Listed renewable energy developer Tilt Renewables says it has signed up retailing giant Aldi Foods to take some of the output of its newly commissioned Dundonnell wind farm, and reports that its major South Australia wind farm suffered less curtailment in the March quarter, despite the two week separation of the state’s grid, but was forced to dodge negative pricing events.
Tilt described the 10-year power purchase agreement with Aldi – for around 6 per cent of the output of the 336MW Dundonnell wind farm – as its first corporate PPA – that is with a corporate end-user rather than a government entity or retailer.
Tilt had previously signed a “support agreement” with the Victoria state government as part of the Victoria Renewable Energy Auction scheme, as well as a long‐term PPA with Snowy Hydro. The deal with Aldi takes the percentage of output under contract to 93 per cent.
“This 10‐year PPA is the result of a competitive process and our success in that process clearly demonstrates the quality of the Dundonnell project and the capability of the Tilt Renewables team,” Tilt chief executive Deion Campbell said in a statement.

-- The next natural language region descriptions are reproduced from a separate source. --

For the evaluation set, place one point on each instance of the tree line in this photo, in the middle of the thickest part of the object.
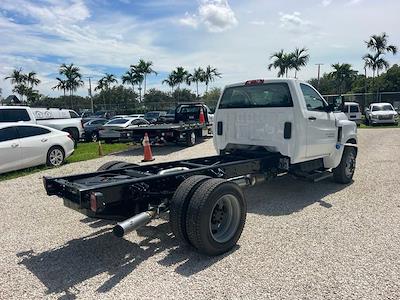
(342, 79)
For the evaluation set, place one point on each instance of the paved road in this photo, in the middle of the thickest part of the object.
(301, 240)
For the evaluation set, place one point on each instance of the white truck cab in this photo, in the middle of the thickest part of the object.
(282, 115)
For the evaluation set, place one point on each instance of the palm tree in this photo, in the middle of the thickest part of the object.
(209, 75)
(299, 59)
(31, 79)
(179, 75)
(144, 67)
(370, 62)
(170, 80)
(18, 79)
(73, 78)
(105, 83)
(282, 61)
(342, 73)
(379, 44)
(196, 77)
(131, 77)
(61, 85)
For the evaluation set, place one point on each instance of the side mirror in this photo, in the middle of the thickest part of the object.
(330, 108)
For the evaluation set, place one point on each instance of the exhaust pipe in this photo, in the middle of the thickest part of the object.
(133, 223)
(247, 180)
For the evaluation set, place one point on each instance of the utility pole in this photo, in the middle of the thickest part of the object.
(319, 69)
(90, 93)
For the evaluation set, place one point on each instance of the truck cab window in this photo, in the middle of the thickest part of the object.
(312, 99)
(28, 131)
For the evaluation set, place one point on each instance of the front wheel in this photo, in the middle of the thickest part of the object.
(216, 216)
(344, 172)
(55, 156)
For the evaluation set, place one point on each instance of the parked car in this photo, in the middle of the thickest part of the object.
(104, 114)
(352, 111)
(136, 116)
(92, 128)
(109, 132)
(381, 113)
(28, 145)
(154, 116)
(25, 114)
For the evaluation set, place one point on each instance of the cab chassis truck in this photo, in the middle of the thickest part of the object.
(262, 128)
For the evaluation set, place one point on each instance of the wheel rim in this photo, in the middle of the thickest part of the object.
(350, 164)
(192, 138)
(56, 157)
(225, 218)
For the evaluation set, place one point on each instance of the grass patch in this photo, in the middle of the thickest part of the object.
(85, 151)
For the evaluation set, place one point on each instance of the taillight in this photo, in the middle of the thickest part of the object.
(96, 202)
(254, 82)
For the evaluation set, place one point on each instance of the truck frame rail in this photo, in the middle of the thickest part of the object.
(120, 193)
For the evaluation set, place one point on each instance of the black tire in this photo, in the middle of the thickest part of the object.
(204, 212)
(179, 204)
(55, 156)
(345, 171)
(94, 137)
(190, 138)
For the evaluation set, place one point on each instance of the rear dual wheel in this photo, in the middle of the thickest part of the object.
(208, 213)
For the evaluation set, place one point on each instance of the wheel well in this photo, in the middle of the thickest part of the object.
(352, 141)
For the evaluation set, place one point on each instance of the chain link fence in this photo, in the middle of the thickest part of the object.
(364, 100)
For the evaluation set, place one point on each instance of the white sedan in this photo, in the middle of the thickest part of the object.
(28, 145)
(111, 130)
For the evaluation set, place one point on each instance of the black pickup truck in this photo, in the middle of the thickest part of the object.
(187, 127)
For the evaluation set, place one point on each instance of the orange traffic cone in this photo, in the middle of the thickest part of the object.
(148, 156)
(100, 148)
(202, 120)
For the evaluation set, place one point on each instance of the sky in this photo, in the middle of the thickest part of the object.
(237, 37)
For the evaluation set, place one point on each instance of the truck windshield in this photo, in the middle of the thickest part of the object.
(251, 96)
(381, 107)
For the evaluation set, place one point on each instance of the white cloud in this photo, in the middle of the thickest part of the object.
(189, 20)
(215, 15)
(258, 22)
(294, 22)
(326, 2)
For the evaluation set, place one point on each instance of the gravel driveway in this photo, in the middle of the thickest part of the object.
(301, 240)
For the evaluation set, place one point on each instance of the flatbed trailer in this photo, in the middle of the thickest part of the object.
(187, 133)
(136, 194)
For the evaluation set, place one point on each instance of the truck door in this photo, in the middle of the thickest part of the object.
(321, 125)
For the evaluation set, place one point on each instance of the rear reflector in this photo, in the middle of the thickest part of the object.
(254, 82)
(96, 202)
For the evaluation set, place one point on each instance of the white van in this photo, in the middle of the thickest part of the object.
(352, 111)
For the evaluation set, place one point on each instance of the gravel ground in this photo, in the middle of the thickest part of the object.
(301, 240)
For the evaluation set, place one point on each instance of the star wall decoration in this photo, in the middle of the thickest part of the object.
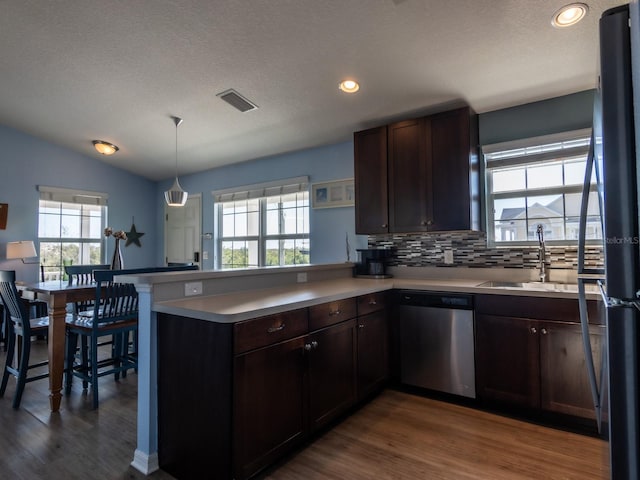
(133, 236)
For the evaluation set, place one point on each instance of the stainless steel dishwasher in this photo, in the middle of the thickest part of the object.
(437, 341)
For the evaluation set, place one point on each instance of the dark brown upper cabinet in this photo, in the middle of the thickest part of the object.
(418, 175)
(370, 168)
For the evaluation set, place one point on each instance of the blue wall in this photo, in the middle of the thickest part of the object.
(329, 227)
(27, 162)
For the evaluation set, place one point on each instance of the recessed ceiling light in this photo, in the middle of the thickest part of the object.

“We are excited to have established our first corporate PPA with a partner as iconic as Aldi. This PPA provides further revenue certainty from the project,” which began production earlier this month (March 11) and is expected to reach full production in the third quarter of 2020.
Aldi’s deal with Dundonnell take effect from the beginning of 2021, and follows the recent announcement that it has signed up for a 10-year PPA to take 19.40 per cent of the output of Ratch Australia’s 225MW Collector wind farm in NSW, also from early next year.
Tilt, meanwhile, reported an eight per cent lift in production from its Australian wind farms – mostly the Snowtown 1 project in South Australia and the Salt Creek wind farm in Victoria, excluding the recently sold Snowtown 2 project – and a smaller rise in New Zealand.
Tilt said that curtailment at Snowtown due to the South Australian (SA) System Strength constraint – imposed as a result of the state grid being “islanded” for more than two weeks in February after the major transmission line from Victoria was torn down in a storm – was lower than in previous quarters, estimated at 1.3 GWh for Snowtown 1.
However, the company said that strategic bidding to avoid negative energy prices and extreme ancillary services charges resulted in reduced production from that wind farm. It did not break down the numbers for the individual projects.